Il court ici un bruit sourd de la mort de M. le duc de Guise, [34] de deux charbons pestilentiels que l’on dit qu’il a eus ; [35] mais je ne le puis croire si légèrement. [10] Je regrette fort, avec beaucoup d’autres, la perte de M. le premier président de Bellièvre, [36] en ayant ouï dire beaucoup de bien par ci-devant, et surtout iustissimus unus quod fuit in Francis et servantissimus æqui[11] qui est une très rare qualité en ce misérable siècle. L’on m’a assuré que leur race est sortie d’un village de notre voisinage nommé Givors, [37] et que le premier qui fit fortune fut Pomponne de Bellièvre, [38] qui fut fait chancelier de France. [12] Je pense que celui-ci sera le dernier de la race. Voilà comment va le monde, ο βιος τροχος, ασταλος ολβος. [13][39]
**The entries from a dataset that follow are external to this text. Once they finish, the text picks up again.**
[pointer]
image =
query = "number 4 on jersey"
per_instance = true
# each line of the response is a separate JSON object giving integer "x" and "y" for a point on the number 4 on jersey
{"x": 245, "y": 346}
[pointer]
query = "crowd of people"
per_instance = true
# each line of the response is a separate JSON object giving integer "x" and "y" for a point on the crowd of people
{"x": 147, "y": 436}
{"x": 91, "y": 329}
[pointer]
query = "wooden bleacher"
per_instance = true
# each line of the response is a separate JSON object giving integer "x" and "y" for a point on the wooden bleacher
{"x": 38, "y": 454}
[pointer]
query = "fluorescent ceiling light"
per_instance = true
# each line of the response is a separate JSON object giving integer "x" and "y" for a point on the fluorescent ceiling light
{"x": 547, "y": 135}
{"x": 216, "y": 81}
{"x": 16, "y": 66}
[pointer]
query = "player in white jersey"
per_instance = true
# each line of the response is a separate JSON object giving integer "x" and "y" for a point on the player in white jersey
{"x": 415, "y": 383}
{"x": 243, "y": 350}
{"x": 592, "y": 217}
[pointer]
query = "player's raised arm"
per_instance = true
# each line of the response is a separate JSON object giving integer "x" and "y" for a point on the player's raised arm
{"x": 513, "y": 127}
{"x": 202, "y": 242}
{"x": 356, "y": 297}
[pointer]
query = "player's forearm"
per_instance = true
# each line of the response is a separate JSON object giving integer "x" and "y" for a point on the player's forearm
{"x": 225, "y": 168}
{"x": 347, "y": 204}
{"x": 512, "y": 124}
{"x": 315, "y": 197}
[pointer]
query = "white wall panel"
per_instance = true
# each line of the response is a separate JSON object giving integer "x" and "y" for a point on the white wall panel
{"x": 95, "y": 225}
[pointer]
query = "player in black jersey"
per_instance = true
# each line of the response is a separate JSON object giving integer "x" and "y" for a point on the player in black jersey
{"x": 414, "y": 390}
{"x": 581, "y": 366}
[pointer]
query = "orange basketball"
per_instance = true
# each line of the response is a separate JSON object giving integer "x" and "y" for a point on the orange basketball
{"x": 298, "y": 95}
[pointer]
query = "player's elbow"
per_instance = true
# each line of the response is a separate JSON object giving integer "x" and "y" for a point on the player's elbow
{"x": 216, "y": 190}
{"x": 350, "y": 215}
Au reste, Monsieur, je ne vous saurais assez remercier du bon accueil que vous avez fait à M. Breton [40] qui vous a présenté ma lettre écrite en faveur de Messre Najat, [41] et des bons offices que vous lui avez rendus, et à ces Messieurs, en ce rencontre. Il en a ici écrit merveilles et j’en ai été remercié comme il faut. Je sais bien que j’abuse de votre bonté en ces sortes de commissions et de corvées, mais je n’ai pas assez d’adresse pour m’en défendre. M. Jugeact [42] le prieur a été cause de cette dernière pratique car ayant hautement vanté à Messre Najat la part que vous me donniez en l’honneur de vos bonnes grâces, ils se sont voulu servir de ma recommandation envers vous, ce que je n’ai pu leur refuser pour l’ancienne affection que j’ai à leur maison, de laquelle je suis le médecin. [14] L’on m’a fait voir ici un factum imprimé pour M. de Chenailles, [43] auquel il tâche de faire paraître son innocence, répondant à tous les chefs d’accusation qu’on lui objecte ; [15] mais je ne vois pas qu’il se justifie bien nettement et crois avec vous que, s’il n’y a pas eu beaucoup de mauvaise intention en son fait, il y a du moins bien eu de cette graine infortunée de Libo Drusus, [44][45] que les Latins nomment vecordiam[16] Il a fait des pas de clerc dans ses réponses, qui sans doute lui seront fort désavantageux. Je suis bien fâché que le fils de M. Moreau [46] ait tenu si peu de compte de conserver les écrits de feu Monsieur son père. [47] J’ai véritablement quelques lettres de lui pleines d’érudition, mais qui ne sont pas propres à être publiées. Il faudrait avoir les additions qu’il avait dessein de faire à ses Commentaires de l’École de Salerne [48] et faire réimprimer ce livre qui est fort demandé. [17]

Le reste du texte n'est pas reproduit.